Ministry of Education Engineering Research Center of Starch and Protein Processing, Guangdong Province Key Laboratory for Green Processing of Natural Products and Product Safety, School of Food Science and Engineering, South China University of Technology, Guangzhou 510640, China.
Int J Biol Macromol. 2019 Sep 15;137:554-561. doi: 10.1016/j.ijbiomac.2019.06.137. Epub 2019 Jun 20.
To modulate starch digestibility, dry heating combined with annealing treatment was employed to synergistically modulate structure and digestibility of normal maize starch (NMS) and potato starch (PS). Dry heating decreased starch molecular weight and created small molecular fractions with suitable chain length, resulting in starch better rearrangement during annealing treatment. Accordingly, after dry heating combined with annealing treatment starches had the highest pasting temperature, the thinnest and the thickest of crystalline lamellae for NMS and PS, respectively, and the highest ordered structures of cooked-starch compared with single dry heating or annealing modified starches. The results revealed that the synergistic modification altered starch lamellar thickness and increased double helices orders. Thereby, dry heating combined with annealing treated starches exhibited the lowest enzymatic digestibility with increased ca. 7.90% of slowly digestible starch for NMS or elevated ca. 5.04% of resistant starch for PS. The differential changes caused by dry heating combined with annealing treatment between NMS and PS were comprehensively discussed and the difference should result from the different starch crystalline structure and average chain length. This study provides a promising pathway for modulating starch structures and enzymatic digestibility.

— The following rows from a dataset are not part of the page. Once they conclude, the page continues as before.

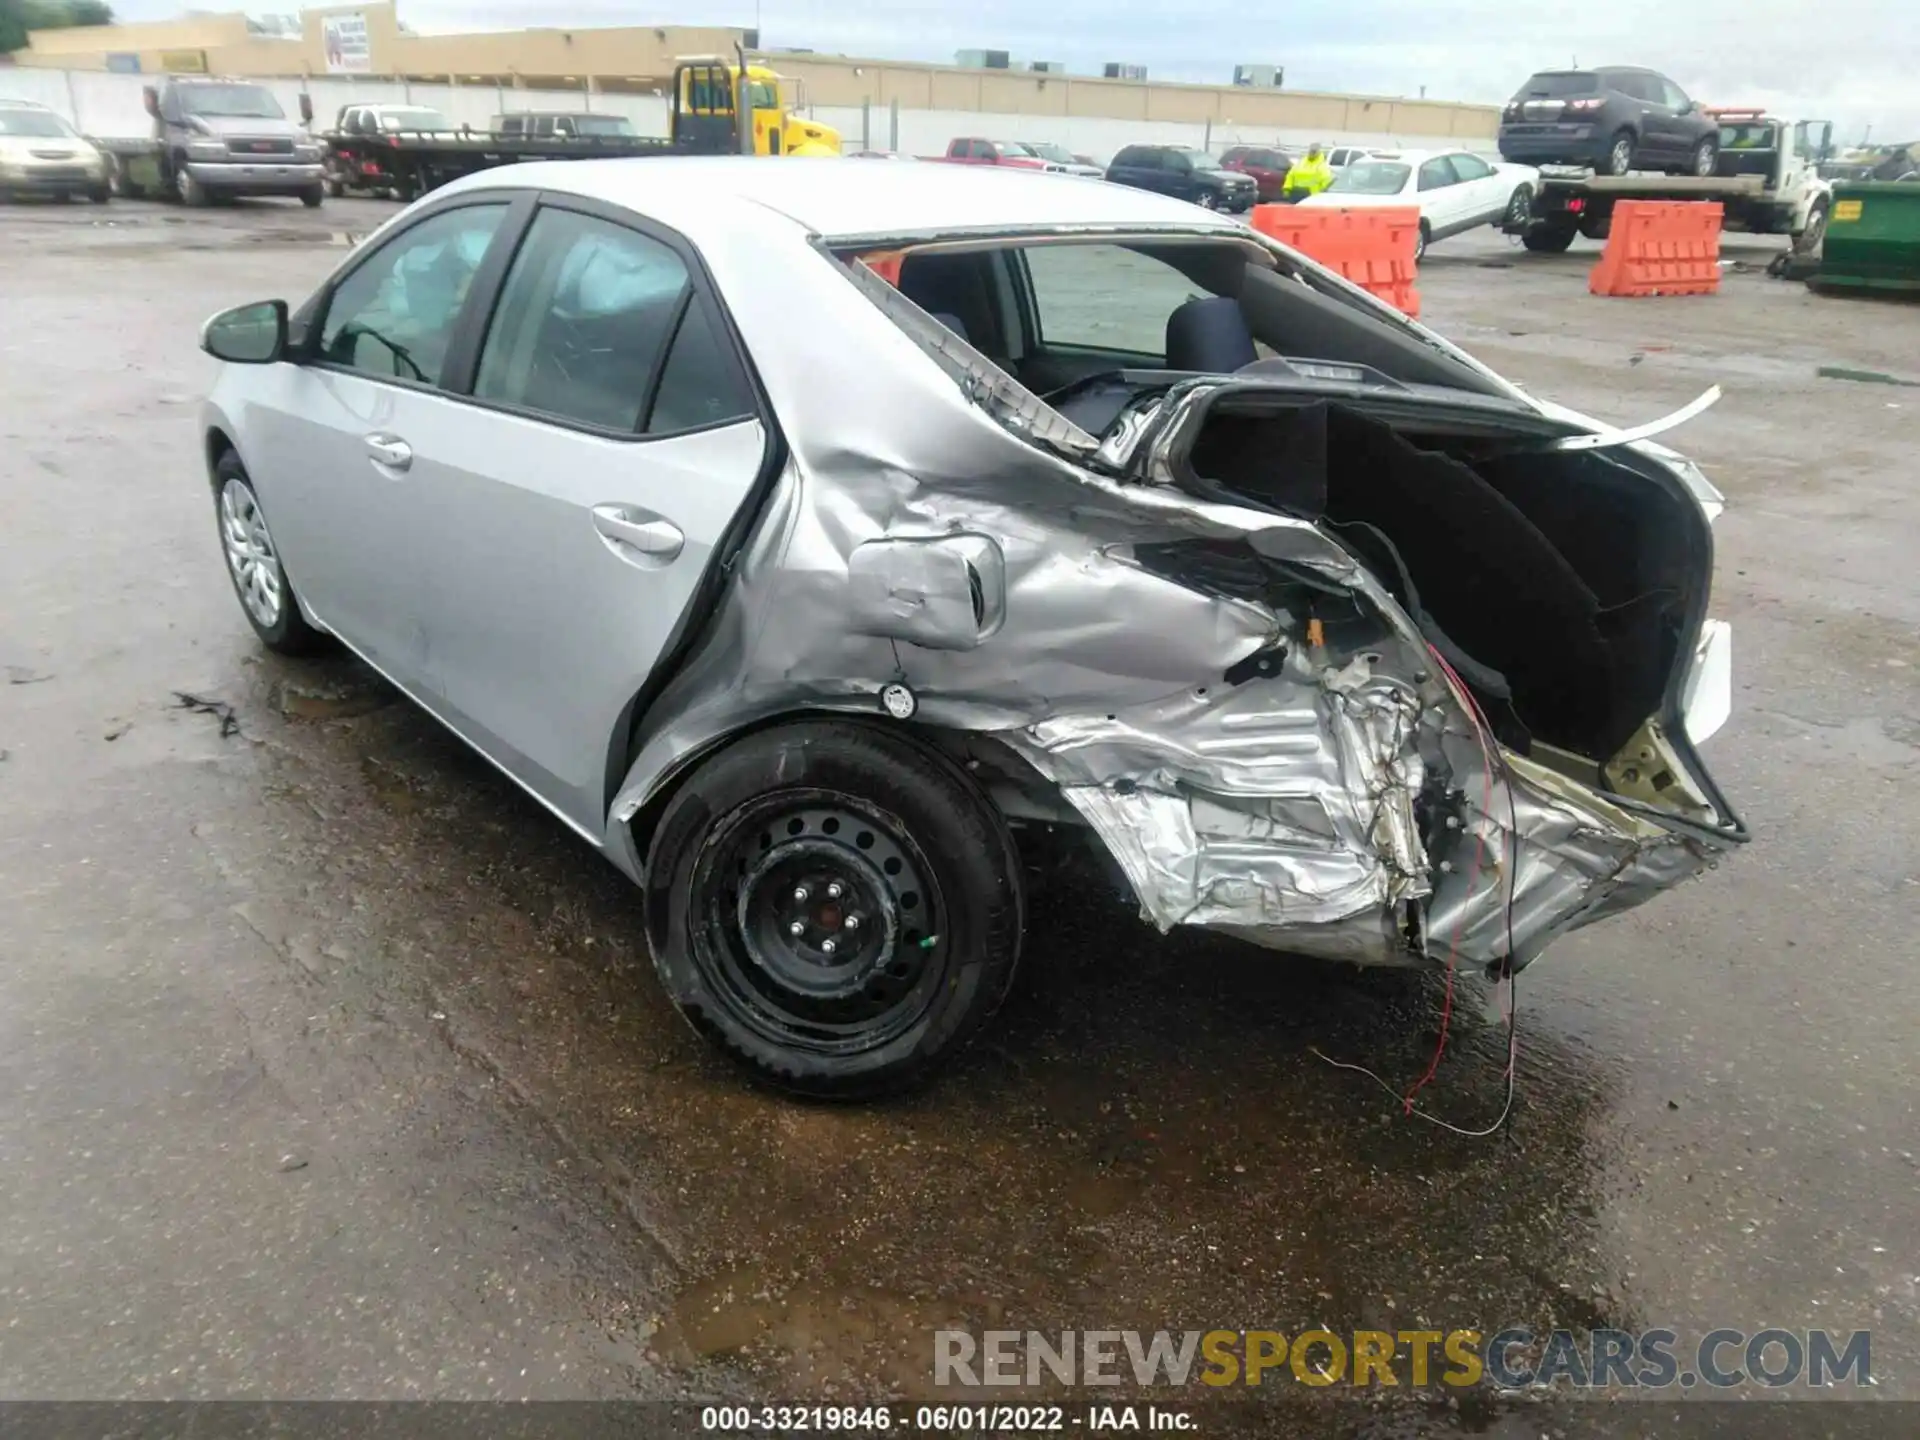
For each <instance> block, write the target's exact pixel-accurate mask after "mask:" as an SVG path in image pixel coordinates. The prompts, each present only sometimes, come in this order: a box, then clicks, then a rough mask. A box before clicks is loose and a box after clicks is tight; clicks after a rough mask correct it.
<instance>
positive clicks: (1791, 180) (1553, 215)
mask: <svg viewBox="0 0 1920 1440" xmlns="http://www.w3.org/2000/svg"><path fill="white" fill-rule="evenodd" d="M1707 113H1709V115H1713V117H1715V119H1718V123H1720V146H1718V152H1716V156H1715V165H1713V175H1596V173H1594V171H1592V169H1586V167H1584V165H1542V167H1540V186H1538V190H1534V196H1532V204H1530V205H1528V207H1526V211H1524V213H1509V215H1507V221H1505V223H1503V227H1501V228H1505V232H1507V234H1517V236H1519V238H1521V244H1524V246H1526V248H1528V250H1534V252H1544V253H1559V252H1563V250H1567V246H1571V244H1572V240H1574V236H1576V234H1584V236H1586V238H1590V240H1603V238H1605V236H1607V232H1609V230H1611V227H1613V207H1615V205H1617V204H1619V202H1622V200H1701V202H1705V200H1716V202H1720V227H1722V228H1724V230H1743V232H1747V234H1786V236H1791V238H1793V250H1797V252H1803V253H1807V252H1814V250H1818V248H1820V238H1822V236H1824V234H1826V219H1828V211H1830V209H1832V196H1834V186H1832V184H1828V182H1826V180H1824V179H1820V163H1822V161H1824V159H1826V157H1828V154H1830V152H1832V134H1834V127H1832V125H1830V123H1828V121H1791V119H1780V117H1774V115H1768V113H1764V111H1761V109H1732V108H1720V109H1707Z"/></svg>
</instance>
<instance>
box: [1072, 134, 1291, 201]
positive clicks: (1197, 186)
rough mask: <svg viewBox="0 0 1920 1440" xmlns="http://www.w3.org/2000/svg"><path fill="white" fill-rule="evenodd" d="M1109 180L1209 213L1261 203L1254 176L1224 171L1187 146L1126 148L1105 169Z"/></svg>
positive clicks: (1207, 154) (1151, 146)
mask: <svg viewBox="0 0 1920 1440" xmlns="http://www.w3.org/2000/svg"><path fill="white" fill-rule="evenodd" d="M1106 179H1110V180H1112V182H1114V184H1131V186H1133V188H1135V190H1158V192H1160V194H1164V196H1173V198H1175V200H1190V202H1192V204H1196V205H1204V207H1206V209H1252V207H1254V202H1256V200H1260V186H1258V184H1256V182H1254V177H1252V175H1240V173H1238V171H1229V169H1223V167H1221V163H1219V161H1217V159H1213V156H1210V154H1208V152H1206V150H1188V148H1187V146H1127V148H1125V150H1121V152H1119V154H1117V156H1114V163H1112V165H1108V167H1106Z"/></svg>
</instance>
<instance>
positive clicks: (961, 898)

为了调节淀粉的消化率,采用干热联合退火处理来协同调节普通玉米淀粉(NMS)和马铃薯淀粉(PS)的结构和消化率。干热处理降低了淀粉的分子量,并产生了具有合适链长的小分子分数,从而导致淀粉在退火处理过程中更好地重排。因此,与单一的干热或退火改性淀粉相比,经过干热联合退火处理的淀粉具有最高的糊化温度、最薄和最厚的 NMS 和 PS 的结晶层以及最高的糊化淀粉有序结构。结果表明,协同改性改变了淀粉层的厚度并增加了双螺旋的有序性。因此,干热联合退火处理的淀粉的酶消化率最低,NMS 的缓慢消化淀粉增加了约 7.90%,PS 的抗性淀粉增加了约 5.04%。本研究全面讨论了干热联合退火处理在 NMS 和 PS 之间引起的差异变化,差异应归因于不同的淀粉结晶结构和平均链长。本研究为调节淀粉结构和酶消化率提供了一种有前途的途径。